From the History of Loss and Hope, by Llanawi Puresoul of the Halls of Care, Chief Physician of the Office For Cleansing.
Far from the centre of the Sundering, it was not the fall of the mountains or a rain of fire from the skies that slew the ancestors of the Llwcharion. Their fall was more pathetic.
Of course, their great palaces toppled in earthquakes. Of course their forests and fields were set aflame. Many were crushed and burned as elsewhere. But far from the centre of the maelstrom, many survived that great cataclysm.
The pain continued for a generation. With the great palaces fallen, who could keep order? With the Orc armies killed or scattered or preying upon the other survivors, who would protect the people? With the fields burned, where would food be found? It is always remembered that the Sundering destroyed forests and mountains. What hurt these Elves the most, was that it destroyed the web of farming, production, trade and administration on which they depended.
Millions starved, some were slain by rampaging brigands, many fell to illnesses which ravaged the weakened population. Many survivors huddled in ruined cities, hoping absurdly that civilisation would somehow rebuild itself, and perished as diseases spread amongst them. Others headed towards the traditional sources of their food, the farms and orchards, but these were burned and ruined, and such people starved even as the first shoots of growth appeared. Some stockpiled what they could find and barricaded themselves into fortified places, but these simply became targets for Orc marauders and human bandits.
What saved the Llwcharion, was intelligent cowardice. They fled.
The Llwcharion made for the northern deserts. Here, with resourcefulness and geomantic magics they coaxed a little food from the desert. Nobody troubled them in this desolate land: no Orc warbands would brave the barren heat and drought of the place. They soon learned to live, and then learned to thrive.
Yet their history has twisted them. No longer do they hope to make a better world. They hope only to survive.
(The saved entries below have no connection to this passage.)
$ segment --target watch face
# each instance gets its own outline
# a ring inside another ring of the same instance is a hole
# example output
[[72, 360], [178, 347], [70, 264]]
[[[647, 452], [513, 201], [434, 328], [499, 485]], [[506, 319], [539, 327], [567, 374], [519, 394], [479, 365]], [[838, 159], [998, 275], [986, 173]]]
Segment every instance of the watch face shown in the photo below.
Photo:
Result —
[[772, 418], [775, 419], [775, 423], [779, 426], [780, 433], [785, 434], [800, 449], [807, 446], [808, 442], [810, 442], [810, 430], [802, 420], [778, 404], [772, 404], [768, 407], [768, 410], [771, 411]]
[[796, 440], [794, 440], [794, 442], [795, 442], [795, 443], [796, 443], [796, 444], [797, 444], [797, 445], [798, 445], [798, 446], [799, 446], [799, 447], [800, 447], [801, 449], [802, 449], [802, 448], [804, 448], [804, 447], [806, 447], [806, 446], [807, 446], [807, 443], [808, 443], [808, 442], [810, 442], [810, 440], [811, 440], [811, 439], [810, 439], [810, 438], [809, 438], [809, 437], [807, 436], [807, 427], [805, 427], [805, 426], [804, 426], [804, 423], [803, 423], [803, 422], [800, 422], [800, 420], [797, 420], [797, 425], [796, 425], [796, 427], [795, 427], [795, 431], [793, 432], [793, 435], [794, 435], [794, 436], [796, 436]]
No longer do they seek the soft beauty of woodland glades, but revel in the barren desert. It is said that when they cry they weep tears of dust, but it is more likely that they simply do not cry.
Their achievements in surviving are worthy of admiration. And they have developed an impressive range of skills. The secret magics that coax food from the desert are remarkable. Their torturers are highly skilled, and we of the Argiri have made good use of these craftsmen. But they have forgotten, in their hearts, what it is to be an Elf, to be the highest of mortal creatures, uniquely able to rebuild civilization.
In short, for all their cleverness, they are little better than mere humans.